I decided to play around with the “Mini Net” from Lesson 5, and made some mistakes that could be instructive for us beginners. Jeremy’s output function is

return F.sigmoid(self.lin2(x)) * (max_rating-min_rating+1) + min_rating-0.5

This scrunches the range of outputs into (0,5.5), .5 points above and below the range of actual ratings. Since Jeremy said this compression into the actual range makes it easier for the model to learn an output, I thought that making the task even easier might improve the results. The above function is symmetric around zero, so why not shift it to the center of ratings spread at 2.75, and put in a scaling factor that lets .5 and 5 map exactly to themselves? The final output would then more exactly correspond to the actual ratings when the linear layer was correct.

So I tried it, and the error got worse. Of course! A linear layer specializes in learning the best shift and scaling for the input to sigmoid. My doing it manually was just redundant. After playing around some more, I saw that the initial error was higher when shifted than when left at zero. This makes sense if the default initialization already generates outputs centered around zero. Shifting the sigmoid was actually causing the model to start at a worse place in parameter space.
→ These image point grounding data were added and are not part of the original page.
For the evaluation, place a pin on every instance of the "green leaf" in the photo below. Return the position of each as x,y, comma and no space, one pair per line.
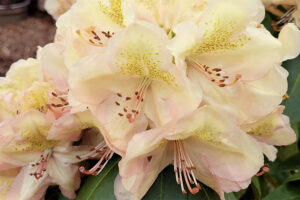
101,186
293,163
293,177
292,103
53,193
256,188
166,188
289,191
268,24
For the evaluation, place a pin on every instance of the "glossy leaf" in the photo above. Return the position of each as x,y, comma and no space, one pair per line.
289,191
292,104
101,186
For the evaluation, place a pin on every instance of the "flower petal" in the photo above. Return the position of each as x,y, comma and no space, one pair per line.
51,59
247,100
69,126
290,38
65,175
231,39
273,129
26,187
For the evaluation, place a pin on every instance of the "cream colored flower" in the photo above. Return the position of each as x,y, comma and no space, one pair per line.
234,60
89,25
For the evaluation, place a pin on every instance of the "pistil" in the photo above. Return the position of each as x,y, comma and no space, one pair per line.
183,168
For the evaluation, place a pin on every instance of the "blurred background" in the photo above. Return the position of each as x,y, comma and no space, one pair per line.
24,25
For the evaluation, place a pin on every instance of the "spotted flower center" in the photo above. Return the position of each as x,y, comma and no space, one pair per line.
215,75
183,168
40,167
130,106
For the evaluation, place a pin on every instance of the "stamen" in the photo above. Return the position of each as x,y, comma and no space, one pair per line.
90,36
183,168
265,169
101,150
215,75
285,97
285,18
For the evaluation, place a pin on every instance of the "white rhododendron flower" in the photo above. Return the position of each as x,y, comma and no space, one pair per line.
196,84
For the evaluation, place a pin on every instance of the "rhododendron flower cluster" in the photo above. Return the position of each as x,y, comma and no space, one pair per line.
196,84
Maybe the above is obvious, but I had to go through the experiments to “get it”.

Next, I tried varying the range of the sigmoid. Jeremy’s had allowed .5 point above and below the actual range. What if there is a better value for this padding of the range? It turns out that there is, I think, and the best value may even be negative. But after dozens of runs and comparisons, I realized I was caught up in the infamous “hyperparameter tuning” loop. There was no end to the experiments, and the whole process was starting to feel a bit obsessive. Yet…this padding value is merely a number k used in the model. Why can’t the model itself find an optimal value for k? Then I can sit back and watch while the GPU does the work that I had been doing manually.

So I tried to add k as a model parameter by reading docs and copying code examples. And was unsuccessful. k stays at its initial value. Would someone who is further along with fastai and Python please look at this Jupyter notebook and correct it? Thanks!
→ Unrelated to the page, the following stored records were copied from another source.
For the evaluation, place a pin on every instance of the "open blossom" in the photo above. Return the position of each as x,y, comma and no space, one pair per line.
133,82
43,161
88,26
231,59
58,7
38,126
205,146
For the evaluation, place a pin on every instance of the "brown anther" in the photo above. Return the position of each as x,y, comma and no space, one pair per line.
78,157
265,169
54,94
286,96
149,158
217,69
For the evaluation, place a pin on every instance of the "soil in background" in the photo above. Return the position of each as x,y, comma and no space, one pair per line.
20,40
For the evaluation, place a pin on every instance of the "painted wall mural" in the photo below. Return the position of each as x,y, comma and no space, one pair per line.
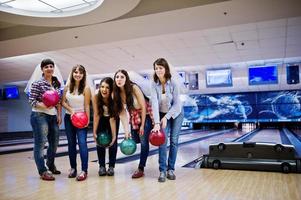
243,107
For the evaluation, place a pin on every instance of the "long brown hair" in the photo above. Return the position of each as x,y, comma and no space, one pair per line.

https://gist.github.com/PomoML/f940ae18237552ce419293a9b774f23a

BTW, the notebook shows a method to run reproducible tests. Initial weights are saved once and reloaded before each experiment. I was stumped for a while about the inconsistent results from the same parameters until seeing that dropout uses the (pseudo)random number generator. Once the randomizer seed is set consistently, the same run yields the same result.

HTH someone, and looking forward to learning how to add parameter k.